14
votes

I am writing a Delphi code parser using Parsec, my current AST data structures look like this:

module Text.DelphiParser.Ast where

data TypeName = TypeName String [String] deriving (Show)
type UnitName = String
data ArgumentKind = Const | Var | Out | Normal deriving (Show)
data Argument = Argument ArgumentKind String TypeName deriving (Show)
data MethodFlag = Overload | Override | Reintroduce | Static | StdCall deriving (Show)
data ClassMember = 
      ConstField String TypeName
    | VarField String TypeName
    | Property String TypeName String (Maybe String)
    | ConstructorMethod String [Argument] [MethodFlag]
    | DestructorMethod String [Argument] [MethodFlag]
    | ProcMethod String [Argument] [MethodFlag]
    | FunMethod String [Argument] TypeName [MethodFlag]
    | ClassProcMethod String [Argument] [MethodFlag]
    | ClassFunMethod String [Argument] TypeName [MethodFlag]
     deriving (Show)
data Visibility = Private | Protected | Public | Published deriving (Show)
data ClassSection = ClassSection Visibility [ClassMember] deriving (Show)
data Class = Class String [ClassSection] deriving (Show)
data Type = ClassType Class deriving (Show)
data Interface = Interface [UnitName] [Type] deriving (Show)
data Implementation = Implementation [UnitName]  deriving (Show)
data Unit = Unit String Interface Implementation deriving (Show)

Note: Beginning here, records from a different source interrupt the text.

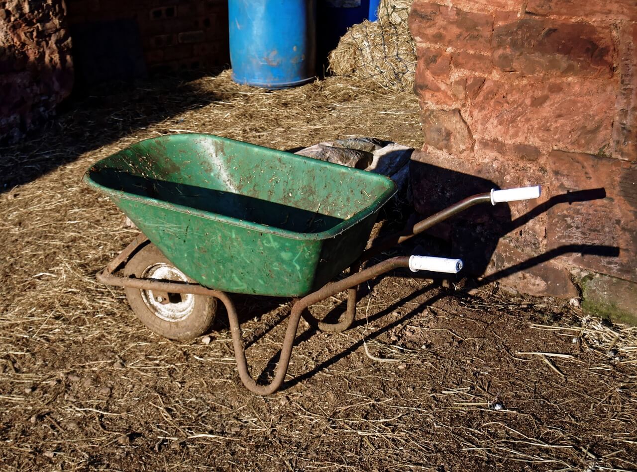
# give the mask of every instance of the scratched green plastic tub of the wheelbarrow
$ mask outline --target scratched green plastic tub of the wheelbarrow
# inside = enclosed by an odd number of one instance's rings
[[[396,191],[364,170],[203,134],[133,144],[85,182],[192,279],[273,296],[306,295],[354,262]]]

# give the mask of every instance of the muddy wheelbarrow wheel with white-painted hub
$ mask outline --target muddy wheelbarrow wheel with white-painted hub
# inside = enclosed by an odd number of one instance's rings
[[[124,267],[124,275],[138,279],[194,282],[149,243]],[[158,335],[188,340],[210,330],[217,313],[217,300],[192,293],[153,293],[152,290],[125,288],[132,310],[143,324]]]

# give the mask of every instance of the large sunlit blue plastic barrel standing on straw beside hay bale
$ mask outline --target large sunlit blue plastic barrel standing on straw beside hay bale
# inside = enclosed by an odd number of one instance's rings
[[[288,88],[315,78],[315,0],[229,0],[233,80]]]

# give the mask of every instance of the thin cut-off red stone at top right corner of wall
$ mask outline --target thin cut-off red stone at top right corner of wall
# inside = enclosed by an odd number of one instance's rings
[[[526,11],[534,15],[578,17],[587,21],[637,21],[637,3],[634,0],[529,0]]]

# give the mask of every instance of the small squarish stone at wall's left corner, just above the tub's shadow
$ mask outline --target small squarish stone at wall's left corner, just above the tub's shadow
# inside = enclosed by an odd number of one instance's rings
[[[454,154],[465,153],[473,146],[473,137],[459,109],[424,109],[420,121],[429,146]]]

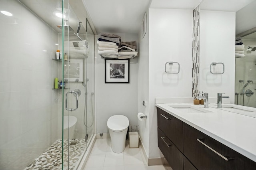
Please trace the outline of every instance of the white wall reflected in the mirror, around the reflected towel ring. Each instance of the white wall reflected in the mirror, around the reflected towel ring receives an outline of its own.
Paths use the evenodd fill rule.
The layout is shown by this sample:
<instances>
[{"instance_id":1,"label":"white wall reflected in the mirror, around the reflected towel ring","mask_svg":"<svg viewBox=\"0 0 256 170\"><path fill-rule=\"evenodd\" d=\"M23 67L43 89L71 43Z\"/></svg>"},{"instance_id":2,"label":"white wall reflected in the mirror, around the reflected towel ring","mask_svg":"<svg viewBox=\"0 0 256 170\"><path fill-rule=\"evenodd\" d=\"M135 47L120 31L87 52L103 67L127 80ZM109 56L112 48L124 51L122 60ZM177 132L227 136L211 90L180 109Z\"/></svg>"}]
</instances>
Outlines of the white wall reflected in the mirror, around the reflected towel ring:
<instances>
[{"instance_id":1,"label":"white wall reflected in the mirror, around the reflected towel ring","mask_svg":"<svg viewBox=\"0 0 256 170\"><path fill-rule=\"evenodd\" d=\"M235 17L235 12L200 11L199 89L209 93L209 97L225 93L231 103L234 103ZM212 62L224 63L224 74L211 74ZM222 67L217 71L221 72Z\"/></svg>"}]
</instances>

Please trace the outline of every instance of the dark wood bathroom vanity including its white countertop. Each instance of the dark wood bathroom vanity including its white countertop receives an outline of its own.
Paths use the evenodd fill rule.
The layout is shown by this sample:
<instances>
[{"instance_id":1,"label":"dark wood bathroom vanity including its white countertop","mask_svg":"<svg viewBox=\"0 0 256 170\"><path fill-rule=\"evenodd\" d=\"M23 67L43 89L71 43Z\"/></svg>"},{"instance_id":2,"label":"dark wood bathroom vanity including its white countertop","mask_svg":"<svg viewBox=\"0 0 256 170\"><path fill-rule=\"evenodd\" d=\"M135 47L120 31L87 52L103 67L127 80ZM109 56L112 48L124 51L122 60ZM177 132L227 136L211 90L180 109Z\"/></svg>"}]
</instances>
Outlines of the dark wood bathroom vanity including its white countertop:
<instances>
[{"instance_id":1,"label":"dark wood bathroom vanity including its white countertop","mask_svg":"<svg viewBox=\"0 0 256 170\"><path fill-rule=\"evenodd\" d=\"M256 115L256 109L189 103L156 107L158 147L173 170L255 170L256 118L242 113Z\"/></svg>"}]
</instances>

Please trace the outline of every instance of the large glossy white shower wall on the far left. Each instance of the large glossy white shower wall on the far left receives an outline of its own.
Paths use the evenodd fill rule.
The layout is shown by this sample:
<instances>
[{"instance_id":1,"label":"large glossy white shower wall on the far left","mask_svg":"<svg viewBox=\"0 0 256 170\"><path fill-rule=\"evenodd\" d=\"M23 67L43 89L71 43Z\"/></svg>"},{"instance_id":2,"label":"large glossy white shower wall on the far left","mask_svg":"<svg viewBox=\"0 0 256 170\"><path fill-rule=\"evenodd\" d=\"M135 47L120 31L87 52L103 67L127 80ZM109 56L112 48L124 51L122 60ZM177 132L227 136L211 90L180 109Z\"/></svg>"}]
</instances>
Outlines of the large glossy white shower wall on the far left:
<instances>
[{"instance_id":1,"label":"large glossy white shower wall on the far left","mask_svg":"<svg viewBox=\"0 0 256 170\"><path fill-rule=\"evenodd\" d=\"M23 169L57 139L58 35L18 1L1 10L0 169Z\"/></svg>"}]
</instances>

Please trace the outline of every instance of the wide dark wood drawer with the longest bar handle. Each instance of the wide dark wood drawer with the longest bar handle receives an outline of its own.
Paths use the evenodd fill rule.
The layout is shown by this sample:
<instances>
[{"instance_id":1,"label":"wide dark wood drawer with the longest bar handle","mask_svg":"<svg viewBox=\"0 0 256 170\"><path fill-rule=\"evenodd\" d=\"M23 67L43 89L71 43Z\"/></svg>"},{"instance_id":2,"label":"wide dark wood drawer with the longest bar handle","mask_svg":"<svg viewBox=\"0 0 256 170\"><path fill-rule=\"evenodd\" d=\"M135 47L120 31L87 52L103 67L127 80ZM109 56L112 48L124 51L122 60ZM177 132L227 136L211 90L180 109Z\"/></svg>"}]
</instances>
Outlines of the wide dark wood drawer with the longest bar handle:
<instances>
[{"instance_id":1,"label":"wide dark wood drawer with the longest bar handle","mask_svg":"<svg viewBox=\"0 0 256 170\"><path fill-rule=\"evenodd\" d=\"M184 155L198 170L255 170L256 162L183 123Z\"/></svg>"}]
</instances>

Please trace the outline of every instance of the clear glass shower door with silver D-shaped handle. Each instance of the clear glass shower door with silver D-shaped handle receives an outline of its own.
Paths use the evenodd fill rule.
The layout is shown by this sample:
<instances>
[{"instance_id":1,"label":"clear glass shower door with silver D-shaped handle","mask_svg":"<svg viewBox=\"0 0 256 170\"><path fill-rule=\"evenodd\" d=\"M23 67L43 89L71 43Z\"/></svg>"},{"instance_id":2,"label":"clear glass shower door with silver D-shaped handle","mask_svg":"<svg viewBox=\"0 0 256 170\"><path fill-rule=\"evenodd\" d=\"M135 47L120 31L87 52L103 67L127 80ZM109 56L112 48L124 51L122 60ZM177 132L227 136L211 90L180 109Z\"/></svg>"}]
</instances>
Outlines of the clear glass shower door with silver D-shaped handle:
<instances>
[{"instance_id":1,"label":"clear glass shower door with silver D-shaped handle","mask_svg":"<svg viewBox=\"0 0 256 170\"><path fill-rule=\"evenodd\" d=\"M87 148L86 30L69 5L64 21L68 29L63 37L63 164L64 169L76 169Z\"/></svg>"}]
</instances>

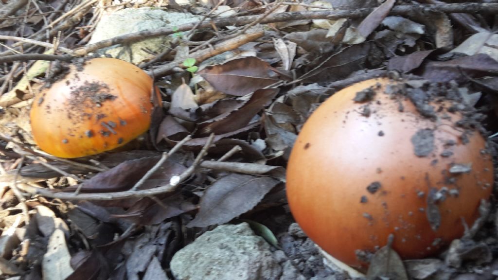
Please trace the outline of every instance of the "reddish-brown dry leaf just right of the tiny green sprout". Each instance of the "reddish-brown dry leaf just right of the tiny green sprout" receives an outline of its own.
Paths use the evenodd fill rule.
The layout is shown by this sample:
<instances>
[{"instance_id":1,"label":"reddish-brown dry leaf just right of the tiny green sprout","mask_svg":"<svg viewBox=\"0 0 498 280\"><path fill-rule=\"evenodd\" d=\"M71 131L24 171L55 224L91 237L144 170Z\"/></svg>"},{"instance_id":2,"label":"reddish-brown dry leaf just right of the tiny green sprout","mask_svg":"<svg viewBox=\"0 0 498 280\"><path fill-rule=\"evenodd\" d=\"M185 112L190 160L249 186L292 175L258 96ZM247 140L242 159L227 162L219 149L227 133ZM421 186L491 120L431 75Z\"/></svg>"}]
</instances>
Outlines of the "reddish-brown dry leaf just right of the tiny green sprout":
<instances>
[{"instance_id":1,"label":"reddish-brown dry leaf just right of the tiny green sprout","mask_svg":"<svg viewBox=\"0 0 498 280\"><path fill-rule=\"evenodd\" d=\"M224 64L208 66L198 74L216 90L225 94L245 96L267 87L278 79L270 77L270 65L257 57L234 59Z\"/></svg>"}]
</instances>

I want to preserve comments in my AST data structures and I'm currently trying to figure out how to do this.

My parser is split into a lexer and a parser (both written with Parsec) and I have already implemented lexing of comment tokens.

unit SomeUnit;

interface

uses
  OtherUnit1, OtherUnit2;

type
  // This is my class that does blabla
  TMyClass = class
  var
    FMyAttribute: Integer;
  public
    procedure SomeProcedure;
    { The constructor takes an argument ... }
    constructor Create(const Arg1: Integer);
  end;

implementation

end.

The token stream looks like this:

[..., Type, LineComment " This is my class that does blabla", Identifier "TMyClass", Equals, Class, ...]

The parser translates this into:

Class "TMyClass" ...

The Class data type doesn't have any way to attach comments and since comments (especially block comments) could appear almost anywhere in the token stream I would have to add an optional comment to all data types in the AST?

How can I deal with comments in my AST?

1
see also stackoverflow.com/questions/9392546/… and check how these ASTs are defined. E.g., hackage.haskell.org/package/haskell-src-exts-1.16.0.1/docs/… is polymorphic in the annotation.d8d0d65b3f7cf42

1 Answers

12
votes

A reasonable approach for dealing with annotated data on an AST is to thread an extra type parameter through that can contain whatever metadata you like. Apart from being able to selectively include or ignore comments, this will also let you include other sorts of information with your tree.

First, you would rewrite all your AST types with an extra parameter:

data TypeName a = TypeName a String [String]
{- ... -}
data ClassSection a = ClassSection a Visibility [ClassMember a]
{- ... -}

It would be useful to add deriving Functor to all of them as well, making it easy to transform the annotations on a given AST.

Now an AST with the comments remaining would have the type Class Comment or something to that effect. You could also reuse this for additional information like scope analysis, where you would include the current scope with the relevant part of the AST.

If you wanted multiple annotations at once, the simplest solution would be to use a record, although that's a bit awkward because (at least for now¹) we can't easily write code polymorphic over record fields. (Ie we can't easily write the type "any record with a comments :: Comment field".)

One additional neat thing you can do is use PatternSynonyms (available from GHC 7.8) to have a suite of patterns that work just like your current unannotated AST, letting you reuse your existing case statements. (To do this, you'll also have to rename the constructors for the annotated types so they don't overlap.)

pattern TypeName a as <- TypeName' _ a as

Footnotes

¹ Hopefully part 2 the revived overloaded record fields proposal will help in this regard when it actually gets added to the language.